Kaiser: They could say, we’re going to run this on UATP because it’s cheaper. Or Discover? You’ll get a common denominator of pricing maybe, but is that the best way forward? There are probably some giant unintended consequences of doing that. Europe has a [interchange] cap on Visa Mastercard, but not Amex, so a lot of banks got out of the Visa Mastercard issuing business especially for corporate, and just ceded the market to another brand. Is that really what the EU wanted? They wanted to reduce costs, and politicians think when you lower the infrastructure costs, the merchants will pass the savings on to the consumer, which happens about zero percent of the time.
Watkins: There could very well be some unintended consequences. Looking at what the first Durbin [amendment, part of the 2010 Dodd-Frank financial reform legislation] did, they’re not proposing doing that sort of regulation of pricing for cards. Card issuer prices, their revenue basically from cards, I don’t foresee changing, and that’s the biggest piece of the expense for merchants. So really, you’re talking about whatever basis points you pay to the network for their rails. It’s the smaller piece. For air, the challenge is that airlines have got their feet in both camps. They’re merchants, and they have relationships with issuers and card brands. I can’t really say whether it’s a good thing or a bad thing. It might have smaller consequences than the original Durbin, that actually regulated debit pricing.

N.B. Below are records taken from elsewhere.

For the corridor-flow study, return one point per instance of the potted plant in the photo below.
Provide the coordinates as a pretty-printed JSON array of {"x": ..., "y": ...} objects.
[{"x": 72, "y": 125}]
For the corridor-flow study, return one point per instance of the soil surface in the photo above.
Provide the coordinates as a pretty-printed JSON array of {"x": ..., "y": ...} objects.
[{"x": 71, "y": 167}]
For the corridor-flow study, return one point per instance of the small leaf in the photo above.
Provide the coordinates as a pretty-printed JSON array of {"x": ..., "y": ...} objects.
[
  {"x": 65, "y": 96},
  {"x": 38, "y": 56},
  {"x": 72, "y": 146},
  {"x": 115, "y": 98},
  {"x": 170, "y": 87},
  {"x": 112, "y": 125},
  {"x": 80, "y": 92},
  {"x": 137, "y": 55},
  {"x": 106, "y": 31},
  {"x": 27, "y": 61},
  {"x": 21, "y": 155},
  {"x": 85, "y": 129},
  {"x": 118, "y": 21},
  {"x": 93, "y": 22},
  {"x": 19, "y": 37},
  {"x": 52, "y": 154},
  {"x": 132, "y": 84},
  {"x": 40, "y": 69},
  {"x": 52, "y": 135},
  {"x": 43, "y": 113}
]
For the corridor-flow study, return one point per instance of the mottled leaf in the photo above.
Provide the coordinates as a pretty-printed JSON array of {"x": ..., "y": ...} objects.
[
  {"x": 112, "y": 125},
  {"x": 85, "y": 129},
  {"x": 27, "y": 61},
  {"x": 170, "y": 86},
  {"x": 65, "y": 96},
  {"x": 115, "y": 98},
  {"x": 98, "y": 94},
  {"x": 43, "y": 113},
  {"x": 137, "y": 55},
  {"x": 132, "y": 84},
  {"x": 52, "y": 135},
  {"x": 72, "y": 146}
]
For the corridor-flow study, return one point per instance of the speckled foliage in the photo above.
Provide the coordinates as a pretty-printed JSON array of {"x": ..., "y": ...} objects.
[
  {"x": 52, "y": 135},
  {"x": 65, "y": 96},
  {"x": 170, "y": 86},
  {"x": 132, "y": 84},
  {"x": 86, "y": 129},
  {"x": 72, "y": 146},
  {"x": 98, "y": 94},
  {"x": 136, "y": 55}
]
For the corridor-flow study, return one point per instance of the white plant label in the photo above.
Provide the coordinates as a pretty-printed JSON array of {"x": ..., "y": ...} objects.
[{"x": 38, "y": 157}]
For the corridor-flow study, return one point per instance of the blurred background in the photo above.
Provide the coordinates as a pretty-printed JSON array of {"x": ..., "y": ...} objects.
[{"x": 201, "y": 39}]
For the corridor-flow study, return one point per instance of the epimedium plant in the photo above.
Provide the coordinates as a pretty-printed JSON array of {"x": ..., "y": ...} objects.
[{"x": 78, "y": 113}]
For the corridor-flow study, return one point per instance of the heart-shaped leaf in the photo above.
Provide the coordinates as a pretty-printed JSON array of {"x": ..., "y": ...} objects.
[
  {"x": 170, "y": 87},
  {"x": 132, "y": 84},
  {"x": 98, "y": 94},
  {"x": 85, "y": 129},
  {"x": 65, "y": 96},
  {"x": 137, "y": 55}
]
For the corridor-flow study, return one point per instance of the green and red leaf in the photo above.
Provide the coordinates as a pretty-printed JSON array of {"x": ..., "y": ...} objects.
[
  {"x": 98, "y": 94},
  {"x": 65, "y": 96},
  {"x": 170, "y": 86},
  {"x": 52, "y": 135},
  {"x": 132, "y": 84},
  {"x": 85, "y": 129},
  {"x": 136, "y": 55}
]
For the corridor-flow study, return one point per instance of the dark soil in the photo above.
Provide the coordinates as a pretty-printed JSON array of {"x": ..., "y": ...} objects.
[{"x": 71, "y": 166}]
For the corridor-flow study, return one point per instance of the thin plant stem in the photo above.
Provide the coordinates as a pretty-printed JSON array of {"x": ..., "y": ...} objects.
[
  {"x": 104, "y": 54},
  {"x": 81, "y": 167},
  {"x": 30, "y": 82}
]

Knackstedt: In the last several years, you’ve heard of governments and central banks getting involved in new payment methods, more real-time payments becoming technically feasible. The technology is now there certainly to offer alternative ways to pay and settle than credit card rails, and SWIFT or ATF transfers. That’s why the market should drive what wins, whether it’s a technical superiority, a data exchange superiority or a commercial superiority. In the U.S., you’re going to see continued innovation here, because it’s such a huge market, whether it’s card-rail-based or non-card-rail based.
Watkins: It’s potentially a lot of bluster about nothing. Seeing that pass is kind of hard to imagine. I’m having a hard time wrapping my head around what It looks like for cards. Does that mean issuers are going to say this is now a Visa and a UATP card, and you can route it down either one of those networks? What does that look like at authorization at settlement? There’s a lot of complexity there. I have a hard time looking at the travel agency distribution channel specifically, imagining how that works in a GDS environment.